Дед Черкез молча обеими руками стал осторожно выкапывать из песка кустик, с которого Мурад сорвал лист. Кустик легко выходил наружу. Нижняя часть была плотно обернута прозрачными, как папиросная бумага, пленками, потом показались тонкие светло-коричневые корешки в коротких усиках. Дед запустил руку чуть не по локоть и вытащил крепкое, толстое, почти черное корневище. От него рос не только кустик, оборванный Мурадом, — как просмоленная водопроводная труба, залегшая в Глубине земли, корневище поило много других «зеленых гвоздей». От корневища отходили бурые, спутанные старые корни, похожие на войлок. И этот войлок все тянулся и тянулся из-под песка, — видно, его собралось там очень много за долгие годы.
— Где же его конец? — изумился Мурад.
— Где конец? Нет конца.
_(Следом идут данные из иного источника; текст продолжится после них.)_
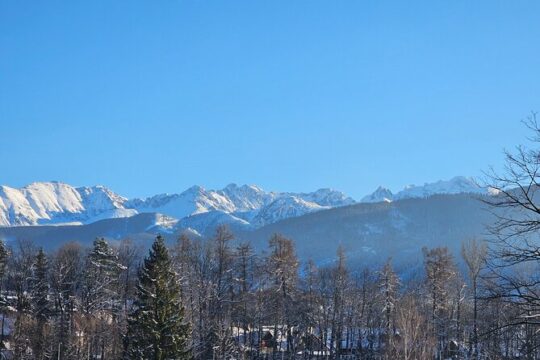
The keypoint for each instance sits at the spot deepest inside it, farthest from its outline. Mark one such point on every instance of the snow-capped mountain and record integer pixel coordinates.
(285, 207)
(56, 203)
(199, 209)
(379, 195)
(456, 185)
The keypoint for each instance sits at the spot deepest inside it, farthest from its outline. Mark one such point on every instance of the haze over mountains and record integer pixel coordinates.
(380, 225)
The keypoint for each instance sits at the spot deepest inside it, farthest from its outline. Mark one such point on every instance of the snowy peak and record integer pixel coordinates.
(54, 202)
(198, 208)
(456, 185)
(327, 197)
(379, 195)
(247, 197)
(283, 208)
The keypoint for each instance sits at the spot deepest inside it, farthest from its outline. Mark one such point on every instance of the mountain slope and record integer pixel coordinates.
(369, 232)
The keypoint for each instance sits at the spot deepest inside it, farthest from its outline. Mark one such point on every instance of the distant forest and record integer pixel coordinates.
(217, 299)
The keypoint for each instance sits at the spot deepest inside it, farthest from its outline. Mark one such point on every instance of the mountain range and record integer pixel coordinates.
(380, 225)
(57, 203)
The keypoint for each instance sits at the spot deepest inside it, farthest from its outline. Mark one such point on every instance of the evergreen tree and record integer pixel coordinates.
(156, 328)
(101, 299)
(4, 254)
(40, 304)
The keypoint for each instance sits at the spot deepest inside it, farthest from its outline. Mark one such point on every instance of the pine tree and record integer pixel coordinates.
(40, 304)
(4, 254)
(156, 328)
(101, 299)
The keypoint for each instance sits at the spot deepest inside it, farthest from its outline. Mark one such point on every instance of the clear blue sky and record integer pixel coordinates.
(154, 96)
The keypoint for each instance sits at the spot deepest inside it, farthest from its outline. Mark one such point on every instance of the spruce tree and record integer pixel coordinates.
(101, 299)
(40, 304)
(4, 254)
(156, 327)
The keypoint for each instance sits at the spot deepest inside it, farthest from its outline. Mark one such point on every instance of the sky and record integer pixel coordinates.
(148, 97)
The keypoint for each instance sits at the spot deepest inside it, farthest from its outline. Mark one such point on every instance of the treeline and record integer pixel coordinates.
(217, 299)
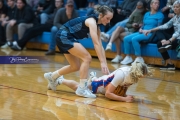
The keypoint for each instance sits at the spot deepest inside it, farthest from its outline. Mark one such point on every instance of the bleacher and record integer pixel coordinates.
(149, 51)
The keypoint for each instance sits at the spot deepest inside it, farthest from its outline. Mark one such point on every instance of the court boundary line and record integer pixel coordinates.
(79, 102)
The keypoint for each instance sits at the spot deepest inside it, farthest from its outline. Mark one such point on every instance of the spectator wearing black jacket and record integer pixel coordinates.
(123, 11)
(24, 18)
(45, 10)
(37, 30)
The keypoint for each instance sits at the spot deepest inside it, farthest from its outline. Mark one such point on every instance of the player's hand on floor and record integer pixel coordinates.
(129, 98)
(104, 69)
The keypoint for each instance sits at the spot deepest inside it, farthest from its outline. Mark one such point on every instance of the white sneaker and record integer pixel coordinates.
(117, 59)
(104, 37)
(85, 92)
(92, 76)
(127, 60)
(139, 59)
(58, 81)
(109, 47)
(5, 46)
(51, 83)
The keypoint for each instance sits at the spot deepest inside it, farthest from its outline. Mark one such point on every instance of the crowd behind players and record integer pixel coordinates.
(30, 18)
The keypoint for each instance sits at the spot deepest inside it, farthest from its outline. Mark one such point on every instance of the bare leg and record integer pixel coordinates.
(118, 41)
(115, 38)
(116, 34)
(73, 84)
(76, 53)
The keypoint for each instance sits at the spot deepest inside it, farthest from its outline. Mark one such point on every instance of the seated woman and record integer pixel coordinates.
(112, 85)
(171, 43)
(133, 25)
(151, 20)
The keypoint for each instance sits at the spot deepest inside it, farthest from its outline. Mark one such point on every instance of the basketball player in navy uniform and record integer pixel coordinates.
(67, 41)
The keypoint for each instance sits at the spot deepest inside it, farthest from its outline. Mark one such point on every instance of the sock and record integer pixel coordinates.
(83, 83)
(55, 75)
(60, 80)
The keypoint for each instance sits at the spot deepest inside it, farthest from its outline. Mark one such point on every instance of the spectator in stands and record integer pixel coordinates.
(45, 10)
(168, 14)
(133, 25)
(110, 3)
(33, 3)
(124, 10)
(91, 3)
(63, 15)
(80, 4)
(172, 42)
(24, 19)
(37, 29)
(3, 13)
(120, 17)
(151, 19)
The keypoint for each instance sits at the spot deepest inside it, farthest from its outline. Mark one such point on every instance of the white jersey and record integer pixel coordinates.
(118, 77)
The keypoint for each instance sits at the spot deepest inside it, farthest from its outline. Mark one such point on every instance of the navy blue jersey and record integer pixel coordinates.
(77, 27)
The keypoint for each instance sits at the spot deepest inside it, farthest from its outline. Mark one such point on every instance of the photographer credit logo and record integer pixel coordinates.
(22, 60)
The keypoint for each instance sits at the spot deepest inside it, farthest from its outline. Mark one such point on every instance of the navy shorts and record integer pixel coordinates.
(65, 40)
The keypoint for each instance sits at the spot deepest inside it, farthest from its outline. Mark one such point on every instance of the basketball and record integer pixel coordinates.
(120, 91)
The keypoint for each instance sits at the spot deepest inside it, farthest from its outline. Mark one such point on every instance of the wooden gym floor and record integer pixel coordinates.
(24, 94)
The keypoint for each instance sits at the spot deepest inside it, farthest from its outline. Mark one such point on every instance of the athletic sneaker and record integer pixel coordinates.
(168, 67)
(117, 59)
(85, 92)
(104, 37)
(108, 47)
(164, 48)
(58, 81)
(138, 59)
(127, 60)
(51, 82)
(92, 76)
Вон туда ушел, — дед Черкез кивнул на темнеющие вдали бугры, — вся пустыня на корнях лежит. Корни в песке жары не боятся, день и ночь сосут воду. Илак пьет сколько хочет, потому круглый год живет. Придет зима, снег. Овцам что есть? Илак — всегда под ногами, только разрой снег копытом.
Мурад оторвал кусок корневища — осенью показать ребятам: «Что это?» Кто в песках не был, ни за что не скажет.
Поднялся ветер, пока не жаркий — с Узбоя. Дед Черкез двинулся дальше. Шаг у него был короткий, быстрый. Чтобы не отставать, Мурад, спускаясь с бугров, бежал вперед, но дед Черкез вскоре нагонял его. Они взошли на бугор и увидели три черные кибитки. Кибитки стояли поодаль друг от друга — каждая в неглубокой котловине, зеленой от илака. За кибитками — серая голая глинистая земля, изрытая овечьими копытами, — тырло, место для водопоя. Посредине тырла — колодец. Рядом — темная от старости деревянная колода. Дед Черкез, не оборачиваясь, кивнул на колодец:
— Дас-Кую.
Возле кибиток не было никого, но, когда показались дед Черкез с Мурадом, из черного проема средней кибитки сразу выставилось много голов, как на фото, где снят весь первый класс «А». Женщины — и старые, и молодые — были в длинных красных платьях. Возле женщин стояли дети — все маленькие, дошкольники, и Мурад сразу же решил не обращать на них внимания. Он хотел уже пройти прямо к колодцу, но вдруг сзади женщин увидел мать. Она тут же скрылась. Это непонятно: когда она успела прийти, чего прячется? Мурад взглянул на деда Черкеза, но дед молча шагал к колодцу, не смотрел на кибитки. Колодец Дас-Кую был выше, чем казалось издали. Серое большое — в полроста Мурада — бетонное кольцо возвышалось над землей.